Published on July 18th, 2012 | By: Bobby Harl

CLS morning entrepreneur panel. Credit: Bobby Harl; ACerS.

The highlight of my Tuesday was the Ceramic Leadership Syposium put on by ACerS. I was particularly interested in these talks as I consider leadership to be a key aspect to successful individuals in both academia and industry. The highlight of the CLS for me was the panel that had been organized to give insight into the process and expectations of what an entrepreneur will face in bringing a technology to market.

The panel was composed of Delbert Day (Mo-Sci), Collin Anderson (Digital Innovations), Alex Arzmoumanidis (Psylotech), Jonathan Goodman (Synthesis Intellectual Property LLC), Lesley Millar (Office of Technology Management, University of Illinois at Urbana-Champaign), and John Banta (Illinois Ventures). The first three gentlemen are successful entrepreneurs and each shared a unique path to their success. Jonathan Goodman brought the perspective of a patent lawyer to give some feeling for advantages and disadvantages to patenting intellectual property. Millar and Goodman work together but in different roles to help potential entrepreneurs decide how to go about starting a company, finding the right talent and ultimately the funding to have a successful venture in the small business world.

What I found striking about the interaction of the panel and the crowd was the interest in the upcoming changes in the patent laws. I knew little before the discussion got going—and know only a little more now— but having a patent lawyer there who introduced the idea fed the fire.

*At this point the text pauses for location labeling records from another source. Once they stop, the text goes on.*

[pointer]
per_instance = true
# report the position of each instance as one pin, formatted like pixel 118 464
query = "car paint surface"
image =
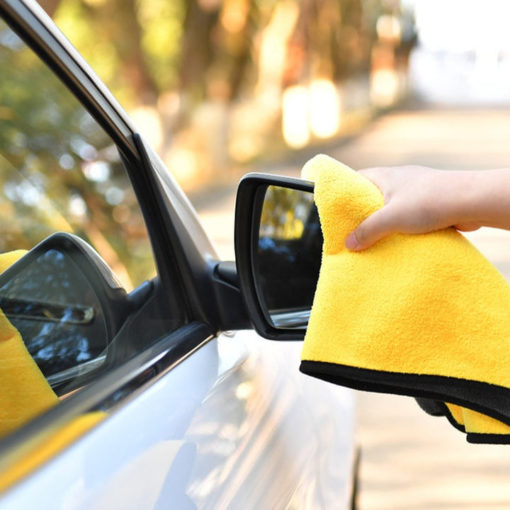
pixel 233 426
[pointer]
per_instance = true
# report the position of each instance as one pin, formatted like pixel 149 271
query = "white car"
pixel 128 313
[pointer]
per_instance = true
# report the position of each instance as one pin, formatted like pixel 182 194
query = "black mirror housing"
pixel 278 246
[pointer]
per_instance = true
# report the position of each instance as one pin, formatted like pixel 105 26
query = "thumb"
pixel 371 230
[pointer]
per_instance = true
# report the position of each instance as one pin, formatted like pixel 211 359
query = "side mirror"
pixel 67 305
pixel 278 243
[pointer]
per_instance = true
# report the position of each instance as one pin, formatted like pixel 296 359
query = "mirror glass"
pixel 287 256
pixel 56 311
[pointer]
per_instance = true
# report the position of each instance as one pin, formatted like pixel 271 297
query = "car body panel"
pixel 233 426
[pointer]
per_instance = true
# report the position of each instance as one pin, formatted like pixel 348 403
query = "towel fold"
pixel 421 315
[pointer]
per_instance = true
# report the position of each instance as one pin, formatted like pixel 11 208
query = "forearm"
pixel 481 198
pixel 420 200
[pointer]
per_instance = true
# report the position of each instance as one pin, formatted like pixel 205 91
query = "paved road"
pixel 412 461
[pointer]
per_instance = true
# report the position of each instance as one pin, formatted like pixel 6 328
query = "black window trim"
pixel 34 26
pixel 161 357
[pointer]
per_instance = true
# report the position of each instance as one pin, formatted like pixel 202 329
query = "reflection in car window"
pixel 59 171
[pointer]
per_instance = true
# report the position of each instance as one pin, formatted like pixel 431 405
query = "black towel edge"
pixel 489 399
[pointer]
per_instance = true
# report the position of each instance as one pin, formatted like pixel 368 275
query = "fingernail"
pixel 351 242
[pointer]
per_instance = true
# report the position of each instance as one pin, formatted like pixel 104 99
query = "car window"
pixel 61 176
pixel 59 171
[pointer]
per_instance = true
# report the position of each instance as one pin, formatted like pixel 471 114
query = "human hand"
pixel 417 200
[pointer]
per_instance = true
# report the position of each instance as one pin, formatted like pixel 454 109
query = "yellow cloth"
pixel 421 315
pixel 53 445
pixel 25 391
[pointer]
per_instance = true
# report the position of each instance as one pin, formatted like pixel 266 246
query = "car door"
pixel 120 301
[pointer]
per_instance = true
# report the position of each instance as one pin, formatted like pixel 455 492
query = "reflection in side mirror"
pixel 278 244
pixel 66 304
pixel 287 255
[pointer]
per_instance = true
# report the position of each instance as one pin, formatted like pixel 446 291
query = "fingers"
pixel 374 228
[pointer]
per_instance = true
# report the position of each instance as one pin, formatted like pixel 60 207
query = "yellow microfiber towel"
pixel 54 444
pixel 420 315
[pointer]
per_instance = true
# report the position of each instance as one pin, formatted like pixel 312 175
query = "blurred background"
pixel 218 84
pixel 222 87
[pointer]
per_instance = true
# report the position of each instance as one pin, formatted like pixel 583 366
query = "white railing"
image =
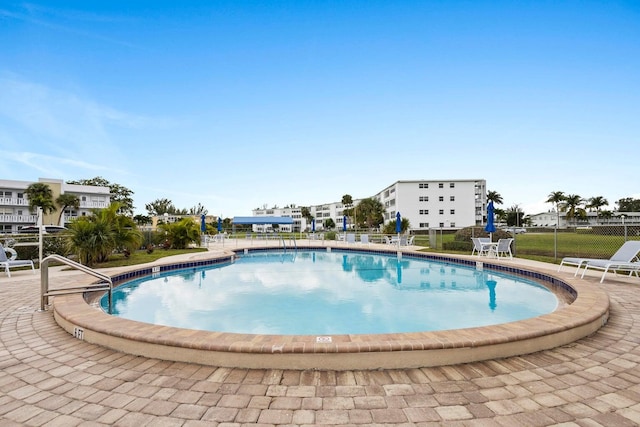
pixel 45 292
pixel 27 219
pixel 13 201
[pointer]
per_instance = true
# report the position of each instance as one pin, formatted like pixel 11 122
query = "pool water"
pixel 316 292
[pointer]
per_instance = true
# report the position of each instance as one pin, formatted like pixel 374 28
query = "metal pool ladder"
pixel 105 283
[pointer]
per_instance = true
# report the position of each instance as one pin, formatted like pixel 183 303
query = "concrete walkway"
pixel 49 378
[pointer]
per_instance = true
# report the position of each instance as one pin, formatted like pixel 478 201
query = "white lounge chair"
pixel 13 263
pixel 504 248
pixel 615 266
pixel 627 253
pixel 479 247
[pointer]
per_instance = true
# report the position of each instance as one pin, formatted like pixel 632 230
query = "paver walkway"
pixel 48 378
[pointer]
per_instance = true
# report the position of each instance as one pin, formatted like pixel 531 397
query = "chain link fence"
pixel 585 242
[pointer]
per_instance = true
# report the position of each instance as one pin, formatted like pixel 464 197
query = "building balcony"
pixel 18 219
pixel 93 205
pixel 13 201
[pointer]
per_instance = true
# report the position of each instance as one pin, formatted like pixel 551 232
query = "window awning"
pixel 262 220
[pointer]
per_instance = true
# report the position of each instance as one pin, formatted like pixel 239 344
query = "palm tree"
pixel 181 233
pixel 556 197
pixel 596 203
pixel 347 202
pixel 40 196
pixel 95 237
pixel 67 201
pixel 572 204
pixel 495 197
pixel 370 212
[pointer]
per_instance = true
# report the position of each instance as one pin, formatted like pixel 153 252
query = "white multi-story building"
pixel 427 204
pixel 14 204
pixel 442 204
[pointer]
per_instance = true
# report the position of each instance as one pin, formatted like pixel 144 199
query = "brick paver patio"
pixel 49 378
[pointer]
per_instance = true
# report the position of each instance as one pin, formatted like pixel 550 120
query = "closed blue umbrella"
pixel 398 226
pixel 490 227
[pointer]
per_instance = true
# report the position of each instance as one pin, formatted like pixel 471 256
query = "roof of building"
pixel 262 220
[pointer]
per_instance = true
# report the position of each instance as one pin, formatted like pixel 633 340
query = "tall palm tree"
pixel 66 201
pixel 495 197
pixel 556 197
pixel 573 207
pixel 40 196
pixel 596 203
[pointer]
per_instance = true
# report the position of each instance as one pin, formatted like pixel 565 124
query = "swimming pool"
pixel 319 292
pixel 583 310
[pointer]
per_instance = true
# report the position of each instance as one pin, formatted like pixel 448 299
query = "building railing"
pixel 18 219
pixel 14 201
pixel 105 283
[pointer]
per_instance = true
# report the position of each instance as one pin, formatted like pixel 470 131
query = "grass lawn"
pixel 549 247
pixel 142 257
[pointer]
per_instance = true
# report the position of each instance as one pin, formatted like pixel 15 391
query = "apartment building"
pixel 427 204
pixel 14 204
pixel 442 204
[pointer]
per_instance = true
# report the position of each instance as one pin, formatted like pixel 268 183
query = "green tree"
pixel 628 204
pixel 40 196
pixel 596 203
pixel 160 207
pixel 369 213
pixel 515 216
pixel 181 233
pixel 198 210
pixel 305 212
pixel 119 194
pixel 142 220
pixel 94 237
pixel 495 197
pixel 573 206
pixel 347 202
pixel 390 227
pixel 67 201
pixel 329 224
pixel 557 198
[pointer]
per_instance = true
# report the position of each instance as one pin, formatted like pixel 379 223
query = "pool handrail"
pixel 45 292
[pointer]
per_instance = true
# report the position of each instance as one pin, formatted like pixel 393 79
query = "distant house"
pixel 14 204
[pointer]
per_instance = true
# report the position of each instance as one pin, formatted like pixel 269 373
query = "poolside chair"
pixel 478 246
pixel 614 266
pixel 504 248
pixel 13 263
pixel 626 254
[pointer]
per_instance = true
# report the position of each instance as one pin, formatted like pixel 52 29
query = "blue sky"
pixel 238 104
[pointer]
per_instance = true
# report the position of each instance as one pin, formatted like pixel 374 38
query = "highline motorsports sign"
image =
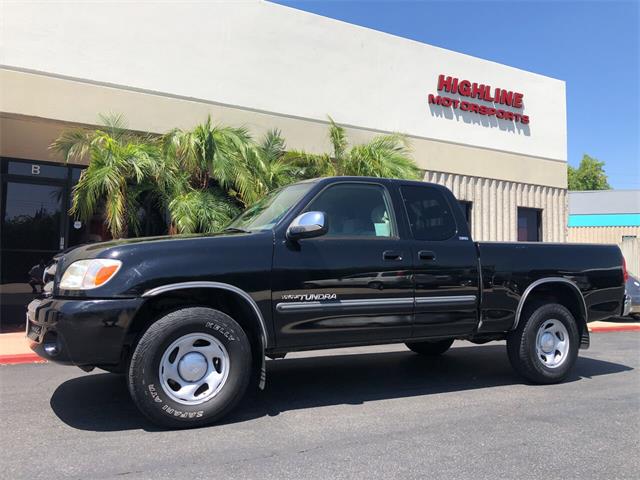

The most interesting discussion revolved around the upcoming change in the US to the first to file patent submission system. Specifically the discussion was concentrated on how the new system will affect businesses that may have been using technology before the patent was filed. Based on my understanding, and, if you go into litigation, I don’t advise quoting me, the law will state that if a company has been continually using a technology that is patented, they may continue to use it. This made many in the crowd breathe a sigh of relief as this situation could be generated due to the processes and technologies known as trade secrets that many companies have. To me, it makes sense that the companies wouldn’t want to patent these technologies as in the patent process it is required the applicant make the technology public. From a company’s perspective, this is giving the technology away even if there are the patent protections. To penalize someone for patent infringement, you have to catch them with evidence that that is what they are doing. Easier said than done in some cases.

A fun caveat that seemed to wear on this crowd had to do with the situation where a company could get in trouble. I pose the following situation: Suppose a company had been using a technology for 20 years, but stop for a while due to a low demand at the time or needing to allocate resources elsewhere for a time. During that downtime that technology gets patented. Some time goes by, and the reason for stopping use of that technology goes away so the company wants to open the production line again. In this case, the company could be liable for infringement. As a scientist, this seems ridiculous since processes are sometimes not necessary to keep running 24/7 until the end of time. Shutting a process down, or putting a technology down for a while doesn’t mean I value it any less. Nor does this mean I have forgotten about the technology and had to go find it again. I personally equate it to putting a tool back on the bench to be used later. I don’t have to pay for my hammer each time I use it, and I certainly won’t tote my hammer around with me for future uses. In the same way, if I decide to set a technology on hold for a bit, it doesn’t seem to follow that if someone else decides to create a patent in the meantime negates my ability to use the technology. I believe this could be argued in court, but again, a lawyer I’m not.

This is just a small part of all the discussion, and Jonathan did a great job becoming the room’s lawyer. Entrepreneurship is an exciting business to go in, but I have to say if you’re thinking about it I recommend one of the first things you should do is find a good lawyer if you aren’t one. I’m not saying you’ll need one, but it doesn’t hurt to have one to help with some of these potential sticking points.